Tuesday, July 27, 2010

Standardized Tests Do NOT measure Creativity


If you have been reading my posts you will know of my concern with the loss of creativity and innovation among our school children. With all the focus and pressure to obtain the goals for the federal and state standardized tests I’m wondering if we want all our children to be the same. Are there standards for music, arts, vocation, drama, etc…? How do we determine their GPA or ACT/SAT scores?

Newsweek Magazine had an article recently (http://www.newsweek.com/2010/07/10/the-creativity-crisis.html ) that stated students in the USA creativity scores are falling. However, last week I read an article in the Detroit Free Press stating some state scores are on the rise? In the Newsweek article it states that every generation the IQ of our students rises about 10 points but creativity testing now shows a decrease.

Newsweek defines creativity as the production of something original and useful, and says it requires divergent thinking (generating many unique ideas) followed by convergent thinking, in which those ideas are combined into the best result.

Well qualityg needs no scientific testing I just watched the children around me and for a long time I have seen the decline in creativity among our children.

Last month while I was working on my mother in law’s computer I had a chance to see and hear my young nieces and nephew (ages 5- 11) playing in the backyard. As I listened and watched them play I had forgotten how much fun kids have when they are left alone to play, explore and make up games as they go. No adults standing over them to make sure they throw the ball correctly or play the game according to the rules.

When I think of the well-known inventors, artists, authors, etc… most of them were different, they had a passion for what they were doing and I bet they also had fun! They were not part of the status quo based on “Standards” that are supposedly good for all of us. Please don’t get me wrong, I’m not for throwing away the standard testing completely, I’m just not willing to do it at the expense of sub-optimizing the creative talents of the children. There needs to be a balance between creativity and intelligence and there is none in our educational systems today.

Just before the get together was ending my sister-in-law came in and showed a web-site that displayed the artwork of my niece had done at school, being in fourth grade (age 9) I was amazed at her talent (I was discouraged from being an artist in the first grade, the Nun did not like my coloring and stuck me under her desk and kicked me periodically during the day, it was the end of my art career, but I did do well blocking kicks on the football team).

I believe a big part of the problem is the over scheduling of children's free time (Guilty as Charged).

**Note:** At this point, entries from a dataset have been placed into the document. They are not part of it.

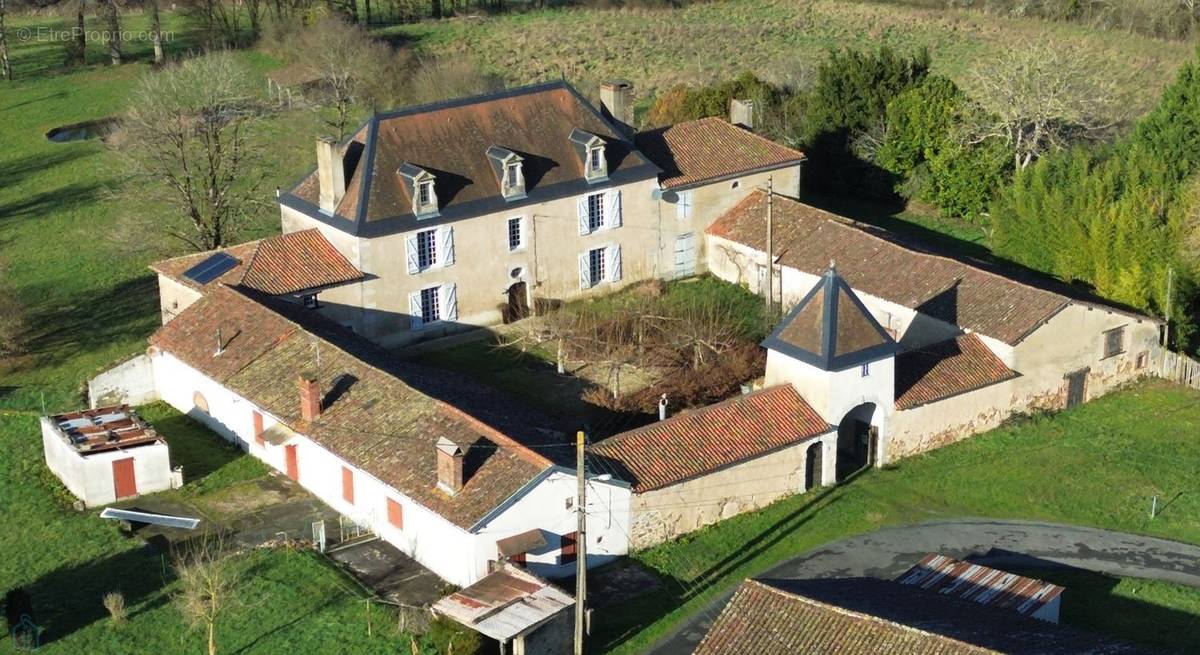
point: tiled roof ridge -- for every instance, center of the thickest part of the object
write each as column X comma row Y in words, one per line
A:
column 501, row 438
column 700, row 412
column 869, row 230
column 871, row 618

Kids are run from one lesson to another, from adult organized sports to child care programs that structure the whole day. They don't have time to think, to dream, to create their own games and act out their own stories, or to make things out of nothing. Look at out sport systems today. When summer starts many parents already have the camp dates for basketball, volleyball and football. This does not include the travel teams that kids play on during the week and the tournaments on weekends. Some try to fit in a vacation but that is usually planned out by the hour or day because someone decided we had to do this or go see that in order to have fun and be creative.

Now let’s add to that the planned mess when school starts and the focus and concentration on standardized test scores.

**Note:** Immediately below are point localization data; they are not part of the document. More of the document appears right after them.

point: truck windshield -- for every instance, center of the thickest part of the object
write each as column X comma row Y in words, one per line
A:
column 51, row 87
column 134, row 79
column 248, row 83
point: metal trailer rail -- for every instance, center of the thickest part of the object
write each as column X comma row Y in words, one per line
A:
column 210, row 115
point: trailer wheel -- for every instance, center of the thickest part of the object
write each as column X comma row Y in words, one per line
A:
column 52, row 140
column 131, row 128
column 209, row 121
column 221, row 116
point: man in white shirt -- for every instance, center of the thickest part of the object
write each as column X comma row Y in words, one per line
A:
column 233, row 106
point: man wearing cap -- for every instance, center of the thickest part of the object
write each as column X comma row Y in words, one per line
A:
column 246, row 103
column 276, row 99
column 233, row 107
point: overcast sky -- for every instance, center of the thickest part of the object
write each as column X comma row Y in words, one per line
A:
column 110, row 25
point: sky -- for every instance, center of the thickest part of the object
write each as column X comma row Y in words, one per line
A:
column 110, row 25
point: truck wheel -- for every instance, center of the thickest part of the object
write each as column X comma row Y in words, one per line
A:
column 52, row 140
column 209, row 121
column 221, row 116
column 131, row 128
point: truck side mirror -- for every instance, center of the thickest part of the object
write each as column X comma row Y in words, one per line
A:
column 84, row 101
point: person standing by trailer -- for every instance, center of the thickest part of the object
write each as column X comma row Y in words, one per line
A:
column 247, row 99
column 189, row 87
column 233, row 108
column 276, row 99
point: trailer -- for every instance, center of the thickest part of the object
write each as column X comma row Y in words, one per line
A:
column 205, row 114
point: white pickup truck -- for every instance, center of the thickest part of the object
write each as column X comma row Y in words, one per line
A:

I can remember getting up in the morning during the summer or on Saturdays during school and going out after breakfast and not returning until dinner or the street lights came on. We played baseball and many other games with a variety of balls (football, basketball, dodge ball, kick ball, etc.). We made up games on our bikes and invented new ways of getting neighbors mad as we played Man from Uncle as we ran through yards and jumped fences in order not to get caught (tackled).

Yeah, my kids are smarter than I was when it comes to standardized testing but they never went on a bike hike that lasted all day or went down by the river and rode on ice breaking in the spring or hopping trains to Ohio. There was some Huck Finn and Tom Sawyer in all of us when we got creative.

2 comments:

Anonymous said...

Standardized tests were never meant to measure creativity. They're meant to evaluate whether a child has mastered the basic knowledge and skills of a subject.

qualityg said...

That is exactly the point anonymous. Standardized tests can not measure creativity.

So how do we measure basic knowledge and skills for Art, Drama, Welding, etc...?

The answer is we can not on a standard scale. The question is are we leaving many students out in the cold because there 4.0 GPA is in creative subjects?